Automating – what to consider

Once your manual processes are working efficiently, start recording and analysing the time they take to manage and administer. Then, evaluate how much time and money you could save by automating the process which you can offset against the implementation and operation costs of an automated solution. When you consider every step of the process, how often things go wrong and how much time you spend putting them right, the saving can be significant.

When looking at any process of this kind you need to think about:

  • How often you start or terminate relationships with suppliers. To what extent will automation speed up the administrative tasks and ensure your new suppliers get paid on time?
  • Internal finance and procurement policies. You may need to adapt a system so it has a seamless interface with other departments. Indeed, they may have an existing system you can use. If so, this could offer a quick and cost effective way to make a fast transition to an automated process;
  • How often you use each supplier and on what fee model. Factor in the number of invoices you process, which departments and geographies are involved and on what fee model. For example, are you paying by the hour or do you agree fixed fees? High volume, high frequency work with a low number of suppliers on standardised terms is the ideal scenario for automation;
  • Internal approvals needed to authorise the purchase orders and invoices. This could involve many people if you have a complex organisational structure. Legal spend is normally, by both volume and value of transactions, a very small part of overall spend. You may find it more practical and politically appropriate to adopt as much of any existing systems and process as you can;
  • How you plan to manage the supplier relationship and control the quote, approval and payment cycle; and
  • How tech savvy your suppliers are and how much clout you have to bounce them into using your tools and processes. An existing e-billing equipped law firm that you’re a big customer of by volume and value of transactions would be an easy sell. It wouldn’t be so easy for the boutique firm you use on rare occasions for small specialist projects – and there would be limited value in it for you. That said, there’s no reason why you can’t use automation for high volume work and manual processes for low volume.

Manual or automated: the benefits of a good system

Whether manual or automated, a good billing system will simplify your workflow, make things clearer and allow you to pass information safely to your colleagues in accounts payable. It’ll also show you your total spend and how it breaks down by:

  • Firm;
  • Work type;
  • Geography;
  • Team member or client department commissioning the work;
  • Project type; and
  • Any other criteria important to you.

This data can then allow you to specify the firm and advisor level you want for a particular project and to spot and remove common causes of overruns.
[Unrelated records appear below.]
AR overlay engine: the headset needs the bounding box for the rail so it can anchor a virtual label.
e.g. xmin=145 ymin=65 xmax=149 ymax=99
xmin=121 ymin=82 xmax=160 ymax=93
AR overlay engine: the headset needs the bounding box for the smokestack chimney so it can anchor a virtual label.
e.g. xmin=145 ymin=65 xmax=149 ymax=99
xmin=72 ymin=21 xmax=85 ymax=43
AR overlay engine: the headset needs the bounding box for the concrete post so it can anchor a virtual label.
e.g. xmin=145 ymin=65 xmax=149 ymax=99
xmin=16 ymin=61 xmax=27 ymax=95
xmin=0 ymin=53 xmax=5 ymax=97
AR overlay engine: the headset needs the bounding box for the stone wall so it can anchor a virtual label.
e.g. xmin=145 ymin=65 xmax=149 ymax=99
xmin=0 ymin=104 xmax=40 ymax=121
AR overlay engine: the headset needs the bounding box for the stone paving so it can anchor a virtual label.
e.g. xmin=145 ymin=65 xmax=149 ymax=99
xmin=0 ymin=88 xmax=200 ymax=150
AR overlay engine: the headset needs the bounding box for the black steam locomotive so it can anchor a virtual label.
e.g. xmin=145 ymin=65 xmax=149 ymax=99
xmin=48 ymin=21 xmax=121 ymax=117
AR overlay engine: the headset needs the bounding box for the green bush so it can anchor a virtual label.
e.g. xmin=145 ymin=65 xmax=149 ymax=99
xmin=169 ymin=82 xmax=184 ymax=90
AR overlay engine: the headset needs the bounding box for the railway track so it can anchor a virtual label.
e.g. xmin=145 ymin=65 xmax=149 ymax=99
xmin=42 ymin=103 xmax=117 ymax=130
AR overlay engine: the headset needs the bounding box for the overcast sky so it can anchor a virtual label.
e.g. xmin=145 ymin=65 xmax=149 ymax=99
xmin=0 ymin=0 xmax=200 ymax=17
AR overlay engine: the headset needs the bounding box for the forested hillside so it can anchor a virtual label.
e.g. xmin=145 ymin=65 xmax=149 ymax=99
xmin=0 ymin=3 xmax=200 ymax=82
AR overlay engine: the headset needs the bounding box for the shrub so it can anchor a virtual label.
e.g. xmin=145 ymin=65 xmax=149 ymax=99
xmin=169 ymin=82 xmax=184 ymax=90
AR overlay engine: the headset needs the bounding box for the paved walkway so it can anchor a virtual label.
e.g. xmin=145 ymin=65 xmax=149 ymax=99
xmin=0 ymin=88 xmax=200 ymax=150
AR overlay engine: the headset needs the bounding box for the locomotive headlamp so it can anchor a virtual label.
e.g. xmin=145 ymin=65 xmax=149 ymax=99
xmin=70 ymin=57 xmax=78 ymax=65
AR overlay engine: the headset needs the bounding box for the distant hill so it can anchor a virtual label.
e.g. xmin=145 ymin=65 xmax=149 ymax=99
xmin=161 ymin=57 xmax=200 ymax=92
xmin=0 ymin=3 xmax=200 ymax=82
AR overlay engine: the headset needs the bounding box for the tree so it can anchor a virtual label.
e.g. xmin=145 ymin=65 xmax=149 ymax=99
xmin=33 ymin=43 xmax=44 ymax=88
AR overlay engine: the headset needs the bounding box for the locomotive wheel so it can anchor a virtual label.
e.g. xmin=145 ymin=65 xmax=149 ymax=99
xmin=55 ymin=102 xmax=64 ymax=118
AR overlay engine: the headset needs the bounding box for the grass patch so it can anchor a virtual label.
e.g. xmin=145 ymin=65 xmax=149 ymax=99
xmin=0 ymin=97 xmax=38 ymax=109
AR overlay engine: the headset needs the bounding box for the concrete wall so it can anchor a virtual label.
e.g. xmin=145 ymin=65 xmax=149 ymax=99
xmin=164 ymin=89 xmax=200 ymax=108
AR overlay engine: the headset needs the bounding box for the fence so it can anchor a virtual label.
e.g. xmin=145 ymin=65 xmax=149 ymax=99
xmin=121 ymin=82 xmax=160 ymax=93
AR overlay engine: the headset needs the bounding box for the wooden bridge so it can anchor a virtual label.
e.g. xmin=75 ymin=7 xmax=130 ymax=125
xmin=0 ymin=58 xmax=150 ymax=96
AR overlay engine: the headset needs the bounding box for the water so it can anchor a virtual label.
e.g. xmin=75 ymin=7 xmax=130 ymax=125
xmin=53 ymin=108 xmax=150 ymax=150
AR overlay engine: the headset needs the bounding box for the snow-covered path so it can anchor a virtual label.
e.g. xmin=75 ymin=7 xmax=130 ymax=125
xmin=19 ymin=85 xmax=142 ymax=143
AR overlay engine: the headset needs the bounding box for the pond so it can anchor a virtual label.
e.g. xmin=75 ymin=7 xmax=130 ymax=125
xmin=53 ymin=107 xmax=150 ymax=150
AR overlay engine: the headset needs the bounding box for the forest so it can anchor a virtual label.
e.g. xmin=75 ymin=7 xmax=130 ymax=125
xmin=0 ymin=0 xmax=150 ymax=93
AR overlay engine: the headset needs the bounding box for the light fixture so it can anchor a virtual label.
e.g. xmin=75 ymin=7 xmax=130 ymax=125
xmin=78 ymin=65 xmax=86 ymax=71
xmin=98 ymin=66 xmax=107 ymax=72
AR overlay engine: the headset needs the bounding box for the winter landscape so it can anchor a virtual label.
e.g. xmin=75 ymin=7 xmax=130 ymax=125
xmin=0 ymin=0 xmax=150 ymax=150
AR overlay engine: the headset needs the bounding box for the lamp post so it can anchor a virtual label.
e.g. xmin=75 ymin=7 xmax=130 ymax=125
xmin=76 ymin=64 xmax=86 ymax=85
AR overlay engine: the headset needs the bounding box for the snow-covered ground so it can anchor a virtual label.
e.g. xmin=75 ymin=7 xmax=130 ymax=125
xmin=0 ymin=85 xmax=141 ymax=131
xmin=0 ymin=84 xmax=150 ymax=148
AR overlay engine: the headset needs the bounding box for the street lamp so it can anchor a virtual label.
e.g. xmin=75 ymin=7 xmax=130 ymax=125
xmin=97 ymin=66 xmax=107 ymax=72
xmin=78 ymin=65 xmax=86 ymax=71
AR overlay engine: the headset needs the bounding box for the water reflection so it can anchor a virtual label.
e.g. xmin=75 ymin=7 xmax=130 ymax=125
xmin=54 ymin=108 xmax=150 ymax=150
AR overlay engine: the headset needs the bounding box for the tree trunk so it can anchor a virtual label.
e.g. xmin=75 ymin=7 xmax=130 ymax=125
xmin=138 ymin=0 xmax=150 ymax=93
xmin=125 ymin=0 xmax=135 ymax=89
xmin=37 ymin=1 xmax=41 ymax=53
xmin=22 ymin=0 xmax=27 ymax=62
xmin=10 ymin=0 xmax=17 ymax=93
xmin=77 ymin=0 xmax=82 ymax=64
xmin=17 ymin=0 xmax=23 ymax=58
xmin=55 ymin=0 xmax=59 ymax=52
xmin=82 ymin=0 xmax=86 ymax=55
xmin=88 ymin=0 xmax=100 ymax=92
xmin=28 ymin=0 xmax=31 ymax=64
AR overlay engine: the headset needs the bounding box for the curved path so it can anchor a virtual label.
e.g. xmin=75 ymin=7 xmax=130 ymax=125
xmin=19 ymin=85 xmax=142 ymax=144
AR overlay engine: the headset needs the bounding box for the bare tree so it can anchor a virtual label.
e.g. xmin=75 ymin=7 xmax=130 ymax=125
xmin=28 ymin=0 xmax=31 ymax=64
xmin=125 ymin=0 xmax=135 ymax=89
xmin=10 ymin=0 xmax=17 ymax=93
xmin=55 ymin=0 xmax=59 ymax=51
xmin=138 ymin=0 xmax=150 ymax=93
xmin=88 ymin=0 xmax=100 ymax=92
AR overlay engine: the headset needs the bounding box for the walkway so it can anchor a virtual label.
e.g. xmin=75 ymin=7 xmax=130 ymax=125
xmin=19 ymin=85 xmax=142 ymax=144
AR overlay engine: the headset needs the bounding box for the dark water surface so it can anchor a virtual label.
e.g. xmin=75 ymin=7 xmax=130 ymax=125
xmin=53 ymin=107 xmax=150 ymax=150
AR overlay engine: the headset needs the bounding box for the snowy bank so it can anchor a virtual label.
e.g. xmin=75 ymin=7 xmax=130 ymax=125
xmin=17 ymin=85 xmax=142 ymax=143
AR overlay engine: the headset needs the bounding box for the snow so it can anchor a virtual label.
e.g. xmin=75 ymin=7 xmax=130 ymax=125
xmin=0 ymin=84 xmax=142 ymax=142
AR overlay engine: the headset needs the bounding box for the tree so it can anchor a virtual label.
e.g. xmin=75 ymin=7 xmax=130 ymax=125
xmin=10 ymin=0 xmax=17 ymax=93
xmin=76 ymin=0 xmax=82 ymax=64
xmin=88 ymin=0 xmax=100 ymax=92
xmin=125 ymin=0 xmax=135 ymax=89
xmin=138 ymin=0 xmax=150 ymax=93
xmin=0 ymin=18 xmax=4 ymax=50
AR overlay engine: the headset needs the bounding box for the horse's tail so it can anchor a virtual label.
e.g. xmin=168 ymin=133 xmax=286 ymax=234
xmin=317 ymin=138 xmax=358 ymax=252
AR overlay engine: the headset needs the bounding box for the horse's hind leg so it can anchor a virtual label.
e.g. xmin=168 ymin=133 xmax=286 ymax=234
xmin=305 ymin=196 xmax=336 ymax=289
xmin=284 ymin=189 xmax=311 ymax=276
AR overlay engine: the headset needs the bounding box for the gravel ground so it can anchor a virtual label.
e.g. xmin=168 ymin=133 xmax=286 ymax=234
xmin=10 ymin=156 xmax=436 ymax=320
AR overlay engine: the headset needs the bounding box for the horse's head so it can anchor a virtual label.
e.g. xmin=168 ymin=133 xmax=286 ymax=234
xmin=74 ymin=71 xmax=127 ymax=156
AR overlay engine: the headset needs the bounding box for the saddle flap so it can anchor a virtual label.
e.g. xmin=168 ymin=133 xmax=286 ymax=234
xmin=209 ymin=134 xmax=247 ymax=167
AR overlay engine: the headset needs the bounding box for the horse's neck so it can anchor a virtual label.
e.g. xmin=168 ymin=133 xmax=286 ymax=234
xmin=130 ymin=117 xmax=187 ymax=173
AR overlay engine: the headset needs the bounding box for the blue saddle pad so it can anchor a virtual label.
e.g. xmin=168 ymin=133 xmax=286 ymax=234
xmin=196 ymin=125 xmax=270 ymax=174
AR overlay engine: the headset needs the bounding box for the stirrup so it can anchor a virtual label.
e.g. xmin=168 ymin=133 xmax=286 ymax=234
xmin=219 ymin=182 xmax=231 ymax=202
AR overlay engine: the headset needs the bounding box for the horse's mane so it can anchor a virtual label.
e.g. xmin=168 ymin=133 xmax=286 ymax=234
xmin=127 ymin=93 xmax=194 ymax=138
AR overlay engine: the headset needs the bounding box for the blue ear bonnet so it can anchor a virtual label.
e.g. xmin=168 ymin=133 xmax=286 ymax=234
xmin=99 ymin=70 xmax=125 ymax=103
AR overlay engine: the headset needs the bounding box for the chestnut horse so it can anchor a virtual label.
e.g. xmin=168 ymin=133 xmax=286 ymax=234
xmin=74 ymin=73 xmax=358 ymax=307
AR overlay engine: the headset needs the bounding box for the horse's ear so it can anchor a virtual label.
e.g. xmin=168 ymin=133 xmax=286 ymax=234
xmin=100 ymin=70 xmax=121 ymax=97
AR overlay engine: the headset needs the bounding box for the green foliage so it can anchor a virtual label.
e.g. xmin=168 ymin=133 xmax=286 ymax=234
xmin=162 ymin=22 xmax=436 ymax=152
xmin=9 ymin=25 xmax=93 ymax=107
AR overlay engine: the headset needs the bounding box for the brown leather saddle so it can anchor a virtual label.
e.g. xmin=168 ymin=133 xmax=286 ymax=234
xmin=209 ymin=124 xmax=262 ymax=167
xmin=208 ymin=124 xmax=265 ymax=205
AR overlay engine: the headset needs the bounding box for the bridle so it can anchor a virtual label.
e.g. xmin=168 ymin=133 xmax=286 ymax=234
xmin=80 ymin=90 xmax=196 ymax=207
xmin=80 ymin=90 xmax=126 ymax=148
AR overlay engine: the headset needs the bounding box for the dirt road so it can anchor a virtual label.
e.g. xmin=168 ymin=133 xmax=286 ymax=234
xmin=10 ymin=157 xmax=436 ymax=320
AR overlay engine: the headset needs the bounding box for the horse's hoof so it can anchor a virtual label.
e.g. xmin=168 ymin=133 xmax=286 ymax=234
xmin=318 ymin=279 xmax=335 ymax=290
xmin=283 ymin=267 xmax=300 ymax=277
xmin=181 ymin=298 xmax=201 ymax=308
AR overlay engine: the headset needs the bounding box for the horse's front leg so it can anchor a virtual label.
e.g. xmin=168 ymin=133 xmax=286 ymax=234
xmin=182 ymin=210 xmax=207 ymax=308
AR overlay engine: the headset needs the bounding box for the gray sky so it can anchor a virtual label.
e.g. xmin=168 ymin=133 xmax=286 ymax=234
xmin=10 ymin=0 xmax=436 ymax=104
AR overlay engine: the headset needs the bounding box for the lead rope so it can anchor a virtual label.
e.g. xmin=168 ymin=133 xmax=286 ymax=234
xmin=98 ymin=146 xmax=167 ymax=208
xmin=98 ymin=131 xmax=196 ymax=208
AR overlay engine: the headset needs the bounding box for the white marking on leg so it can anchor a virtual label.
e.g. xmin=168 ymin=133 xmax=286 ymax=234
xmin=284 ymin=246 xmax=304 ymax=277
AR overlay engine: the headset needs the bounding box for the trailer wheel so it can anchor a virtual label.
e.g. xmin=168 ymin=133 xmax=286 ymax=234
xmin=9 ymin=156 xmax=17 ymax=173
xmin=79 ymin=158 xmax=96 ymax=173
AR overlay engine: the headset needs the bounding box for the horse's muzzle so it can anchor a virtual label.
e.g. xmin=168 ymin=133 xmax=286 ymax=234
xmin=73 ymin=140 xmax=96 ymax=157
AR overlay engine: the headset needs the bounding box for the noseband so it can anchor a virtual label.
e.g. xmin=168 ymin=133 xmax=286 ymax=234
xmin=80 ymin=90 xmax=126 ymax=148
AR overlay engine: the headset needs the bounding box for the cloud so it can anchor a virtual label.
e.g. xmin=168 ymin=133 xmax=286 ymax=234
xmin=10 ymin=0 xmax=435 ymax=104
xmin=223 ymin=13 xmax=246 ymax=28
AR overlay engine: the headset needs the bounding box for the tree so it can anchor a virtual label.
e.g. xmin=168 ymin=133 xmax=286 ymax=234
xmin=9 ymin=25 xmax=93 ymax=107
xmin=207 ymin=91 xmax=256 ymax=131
Alternatively, it can support your case if you seek to make the business unit responsible pay for any overruns resulting from vague instructions or poor preparation.

But most importantly, a good billing system allows you to budget and to forecast your costs accurately.

So, getting a good manual process up and running - even if it’s an Excel spreadsheet - will help you budget efficiently and build your credibility among your senior management colleagues. This is especially true if you co-opt staff from finance or procurement to work with you.

Then, with your data in good shape, you’ll be in a good position to take advice about whether automated billing is right for you – and if so, which tool would serve you best.


A thorough and systematic approach to taking control of your budgeting, invoicing and manual billing with your law firms can be time consuming. However, with a little help from your friends in finance and procurement, it can be a straightforward process and save you time, effort and nasty surprises. It’ll help you model your budgets and forecasts better and may lead to you automating your processes in future. Above all, improved controls will give you better credibility with your CEO and CFO – which, in the long run, makes everything easier!